Rendez-moi un service, mon cher Smith. Chargez-vous de faire des billets d’invitation pour nos journalistes. Ils savent que c’est demain ma fête, et je veux les avoir tous à souper ce soir.

SMITH.

Miséricorde ! tous les Journalistes ! passe encore pour ces hommes estimables qui, gémissant de la décadence du goût, et de l’assemblage monstrueux de tous les genres, s’opposent de toutes leurs forces au progrès de la barbarie, et le font avec la décence et la noble franchise qui caractérisent le véritable homme de lettres. Mais laissez-moi ces nains qui portent un œil d’envie sur tout homme qui les surpasse, et qui ne pouvant atteindre à sa hauteur voudraient du moins le rabaisser jusqu’à eux. Dédaignez ces Écrivains faméliques qui se vendent à l’avidité d’un Libraire, lui promettent de faire assaut d’injures, et tiennent boutique ouverte d’éloges et de critiques.

STERLING.

Eh ! mon dieu ! je sens tout cela comme vous ; mais ces Écrivains, tels quels, peuvent en imposer.

SMITH.

À qui ? À des caillettes, à des sots réduits aux journaux pour toute lecture.

STERLING.

Eh bien ! les sots, les caillettes, n’est-ce rien dans ce siècle ? Je vais donner des ordres pour que mes juges fassent bonne chère.

SMITH, le rappelant.

Monsieur, Monsieur, songez que vous n’aimez pas la gaieté ; or un souper, et surtout la veille d’une fête, peut...

STERLING.

Oh ! je ne crains rien ; j’ai trop bien choisi mes convives.

 

 

ACTE II

 

 

Scène première

 

DISCORD, SMITH, ses Coopérateurs de toutes les nations

 

DISCORD, aux Coopérateurs.

À la fin vous voilà.
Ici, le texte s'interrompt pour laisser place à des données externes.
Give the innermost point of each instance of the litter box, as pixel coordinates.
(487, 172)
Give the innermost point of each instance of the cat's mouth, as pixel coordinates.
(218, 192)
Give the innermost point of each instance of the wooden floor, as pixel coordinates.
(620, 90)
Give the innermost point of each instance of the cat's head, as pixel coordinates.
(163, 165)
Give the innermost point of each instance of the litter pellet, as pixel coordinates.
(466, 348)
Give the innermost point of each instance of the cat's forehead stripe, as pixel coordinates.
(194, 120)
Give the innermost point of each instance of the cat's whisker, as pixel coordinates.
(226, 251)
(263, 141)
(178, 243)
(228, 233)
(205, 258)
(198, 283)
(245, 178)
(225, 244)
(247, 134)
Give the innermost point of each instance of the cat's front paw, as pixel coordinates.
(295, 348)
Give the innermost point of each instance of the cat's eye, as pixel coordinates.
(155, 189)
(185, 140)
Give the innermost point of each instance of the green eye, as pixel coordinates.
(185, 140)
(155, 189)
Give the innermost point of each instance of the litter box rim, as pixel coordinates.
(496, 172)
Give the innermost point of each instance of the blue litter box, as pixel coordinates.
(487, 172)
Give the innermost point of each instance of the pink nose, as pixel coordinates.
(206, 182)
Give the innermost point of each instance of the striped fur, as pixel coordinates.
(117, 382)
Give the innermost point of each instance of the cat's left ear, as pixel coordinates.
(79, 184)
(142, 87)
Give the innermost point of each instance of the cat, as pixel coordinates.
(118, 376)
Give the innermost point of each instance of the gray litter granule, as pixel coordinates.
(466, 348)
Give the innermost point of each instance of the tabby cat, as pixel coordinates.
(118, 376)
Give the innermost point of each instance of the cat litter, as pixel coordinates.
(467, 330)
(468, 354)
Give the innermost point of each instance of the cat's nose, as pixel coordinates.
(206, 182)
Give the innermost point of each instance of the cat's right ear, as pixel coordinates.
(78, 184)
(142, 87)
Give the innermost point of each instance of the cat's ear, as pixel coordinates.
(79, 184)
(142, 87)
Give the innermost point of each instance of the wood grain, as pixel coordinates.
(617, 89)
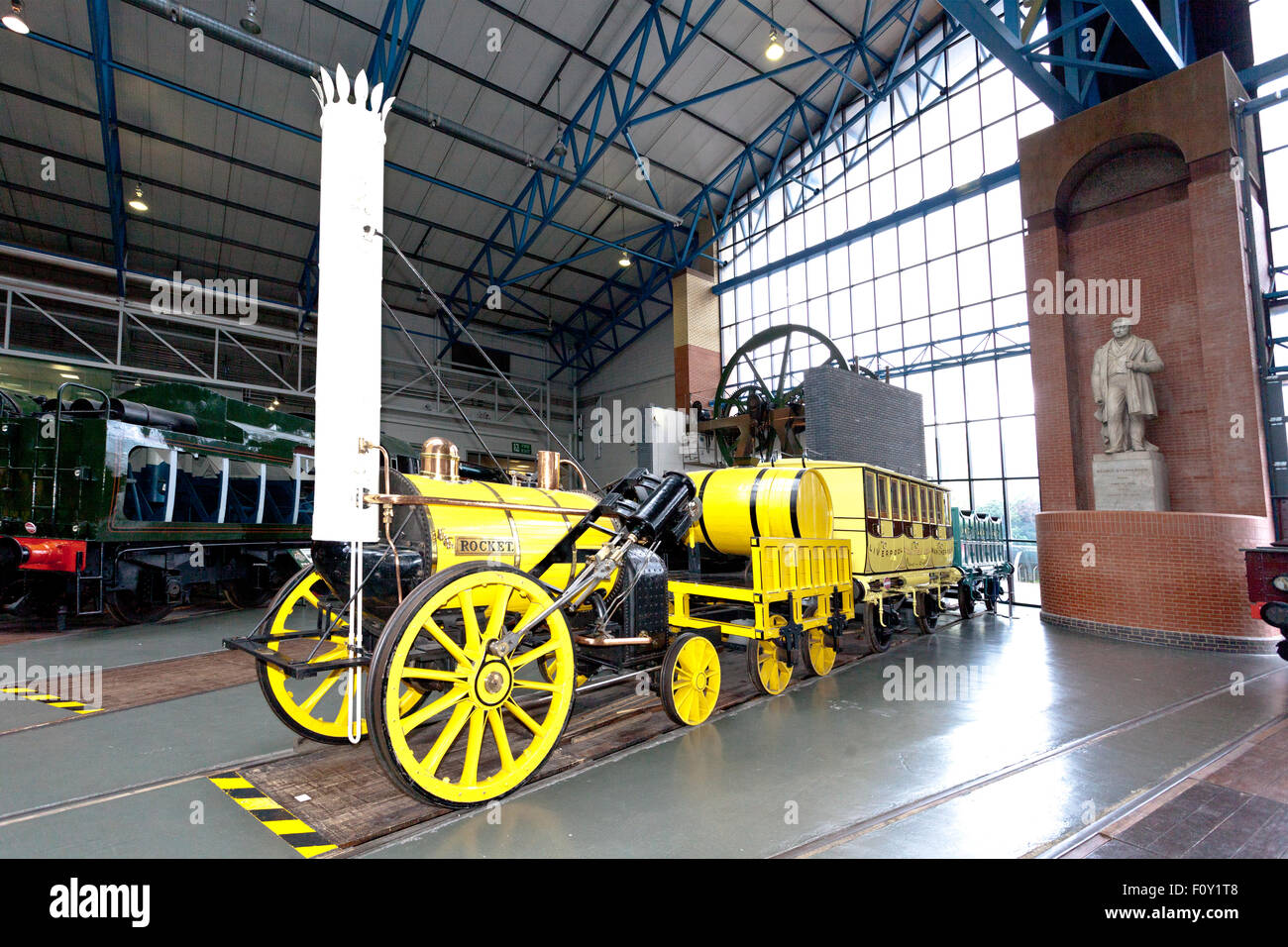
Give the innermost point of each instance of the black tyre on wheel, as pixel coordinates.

Vous arrivez bien tard ; je suis l’homme de lettres le plus mal servi.

DESQUIBAS, à part.

Servi ! Quelle arrogance !

DISCORD, avec humeur.

Voyons d’abord l’article des louanges, puisqu’il en faut absolument...

Il lit.

Eh ! Monsieur Fastidius, a-t-on jamais loué de la sorte ! Admirable ! divin ! sublime !

À part.

Ces éloges me donnent la migraine.

Haut.

Passons vite aux critiques.

SMITH remet un papier.

La satyre n’est pas mon fort.

DISCORD.

Tant pis ; il faut vous former, vous donner une consistance dans la littérature.
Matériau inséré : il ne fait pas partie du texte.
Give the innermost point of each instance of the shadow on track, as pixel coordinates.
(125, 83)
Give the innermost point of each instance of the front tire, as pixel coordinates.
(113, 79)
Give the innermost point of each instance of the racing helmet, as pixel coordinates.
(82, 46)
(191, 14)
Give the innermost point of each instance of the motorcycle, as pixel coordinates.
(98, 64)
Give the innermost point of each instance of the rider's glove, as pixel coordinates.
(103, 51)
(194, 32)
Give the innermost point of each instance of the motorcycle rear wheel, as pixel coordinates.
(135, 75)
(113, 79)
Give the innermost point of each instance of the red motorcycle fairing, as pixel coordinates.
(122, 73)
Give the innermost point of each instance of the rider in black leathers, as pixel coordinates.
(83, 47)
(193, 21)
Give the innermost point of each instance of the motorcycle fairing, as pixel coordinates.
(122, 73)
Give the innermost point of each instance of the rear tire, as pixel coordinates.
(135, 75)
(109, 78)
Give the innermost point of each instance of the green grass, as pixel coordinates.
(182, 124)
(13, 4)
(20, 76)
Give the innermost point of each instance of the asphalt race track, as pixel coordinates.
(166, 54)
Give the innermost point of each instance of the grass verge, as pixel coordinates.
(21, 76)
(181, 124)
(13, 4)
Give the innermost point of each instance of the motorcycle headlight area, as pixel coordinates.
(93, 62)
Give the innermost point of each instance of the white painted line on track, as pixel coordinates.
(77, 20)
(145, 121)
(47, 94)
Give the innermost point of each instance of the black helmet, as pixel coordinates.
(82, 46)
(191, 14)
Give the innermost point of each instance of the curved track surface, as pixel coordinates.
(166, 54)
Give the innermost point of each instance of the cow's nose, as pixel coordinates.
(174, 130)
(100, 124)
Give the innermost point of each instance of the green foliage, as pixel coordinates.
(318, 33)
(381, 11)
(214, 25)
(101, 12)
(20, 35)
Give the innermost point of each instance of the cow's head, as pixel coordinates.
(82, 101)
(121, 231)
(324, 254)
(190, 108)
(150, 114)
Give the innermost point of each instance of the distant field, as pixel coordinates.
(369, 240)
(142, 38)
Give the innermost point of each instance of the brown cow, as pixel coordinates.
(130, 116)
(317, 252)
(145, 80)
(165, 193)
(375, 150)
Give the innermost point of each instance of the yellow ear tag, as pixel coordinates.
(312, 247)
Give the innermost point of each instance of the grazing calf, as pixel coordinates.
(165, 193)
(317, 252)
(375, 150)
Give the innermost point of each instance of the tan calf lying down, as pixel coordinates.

Il parcourt la feuille de Smith.

Cet auteur comique a du bon, dites-vous ? Lui ? Vous n’avez donc pas lu ce que j’ai dit de son premier ouvrage ?

SMITH.

Quand on se vante d’être vrai, d’être juste, et de bien faire un journal...

DISCORD.

Oh ! bien faire ! bien faire ! il s’agit de dire que les autres font mal.

SMITH.

À parler franchement, je n’aime pas à me jouer à ces auteurs comiques ; ils peuvent prendre leur revanche.

DISCORD.

Avons-nous beaucoup de nouveautés ?

DESQUIBAS.

Il paraît un ouvrage excellent sur la politique ; mais l’auteur ne nous l’a pas envoyé.

DISCORD.

Oui ! ces Messieurs se donnent les airs d’avoir de pareilles négligences ? je vous défends d’annoncer le livre.

SMITH, à part.

Pauvre Public ! comme on te sert !

DESQUIBAS.

Voilà ce nouveau roman qui est déjà à sa quatrième édition ; qu’en dirons-nous ?

DISCORD.

Du mal.

À part.

L’Auteur aurait eu occasion de m’y louer, s’il eût voulu.

DESQUIBAS.

Et cet opéra- comique joué une demi-fois !

DISCORD.

Eh mon Dieu ! ne faut il pas le trouver excellent ? L’Auteur n’est-il pas protégé ?

SMITH, à part.

Pauvre Public ! pauvre Public !

DESQUIBAS.

Et cette Ode ?

DISCORD.

Attendez jusqu’à demain.

À part.

L’Auteur est un homme riche, et je dois risquer ce soir de lui faire un petit emprunt.

DESQUIBAS.

Voilà la nouvelle tragédie : elle attire toujours beaucoup de monde.

DISCORD, en colère.

Beaucoup de monde ! beaucoup de monde ! la belle preuve !

À part.

L’Auteur n’annonce que trop de talent : c’est un rival à craindre, il faut l’étouffer bien vite.

Haut.

Ayez grand soin de déchirer cette pièce : et pour rendre la critique plus piquante, ajoutez qu’on est l’ami de l’Auteur : mais que le bien de l’art...

SMITH, à part.

Pauvre Public !...mais aussi pourquoi va-t-il acheter de pareilles rapsodies...

Haut.

Monsieur, je suis forcé de vous quitter pour une commission que m’a donné M. Sterlin.

DISCORD.

Allez.

 

 

Scène II

 

DISCORD, LES COOPÉRATEURS

 

DESQUIBAS.

À propos, il nous arrive du Mans une énigme, accompagnée d’un superbe chapon.

DISCORD.

Cela peut être excellent !

DESQUIBAS.

D’ailleurs, l’Auteur annonce pour toutes les semaines, une pareille accolade.

DISCORD.

Imprimez. Le devoir d’un Journaliste est d’encourager tout Auteur qui promet.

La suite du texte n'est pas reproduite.